Detectives described the shocking contents they found in a sworn probable cause affidavit. The first lock box contained handcuffs, chains, rope and five syringes, one with liquid.  There were also photographs of females chained and bound, a mask and a ball gag.

Muskegon County Undersheriff Daniel Stout told FOX 17 this is only the beginning of an extensive investigation.

“There is a lot of evidence that has been gathered already, but that has to be forensically examined and it takes a while, some of these tests take weeks,” Stout said.

A .22 caliber pistol with serial numbers destroyed was found in the second lock box. It’s the same type of small caliber weapon also used to kill Rebekah Bletsch in 2014, but is Willis connected?

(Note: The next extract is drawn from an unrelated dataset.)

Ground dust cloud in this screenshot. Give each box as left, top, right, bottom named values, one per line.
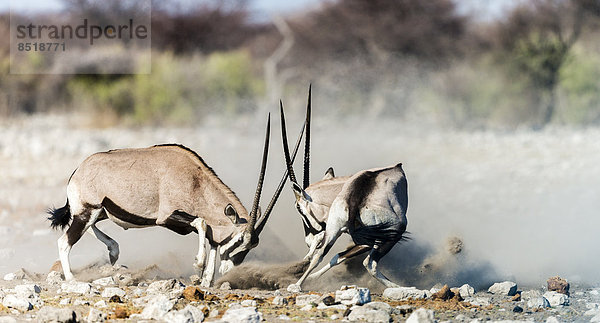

“If it’s the same caliber, same model possibly, well that narrows the scope of our investigation,” Stout said. “So you just keep narrowing it down until you definitely say this is the weapon that was used in this particular crime.”

The ATF is also helping with tests, which could take some time.

“Because it’s a high profile case, and plus they have the expertise in a lot of areas especially forensically, and plus looking into peoples' backgrounds across state lines,” said Stout.

Willis has deep ties to the Fruitport area.  He graduated from Fruitport schools in 1988 and later worked as a janitor at Edgewood Elementary in the late '90s.  He was fired after exposing students to adult websites.

Amy Upham is now the principal there, she recalled Willis was spotted spending too much time in the computer lab.

“I was assistant principal at that time,” said Upham. “We had a suspicious URL pop up on the computer. It was of pornographic nature.”

Upham said the school's technology department used a program to trace Willis’ computer activity.

“It only took us one day,” Upham said. “He went the next night, he was on the computer and we tracked his history. We called him in and fired him on the spot for pornographic material. He turned over his keys and walked out. He obviously had no regard for his actions.”

Just this week, pornography involving children as well as videos of women bound, taped and gagged were found on a thumb drive in his home.

“Shock, absolute shock,” said Upham. “In all honesty, since we haven’t seen or heard from him in 17 years, when I saw the picture I obviously recognized him but it just blew me away.”

The charges for the attempted abduction have Willis behind bars on a $1,000,000 bond.  For now, there’s no certain connection to either the Herringa or Bletsch cases.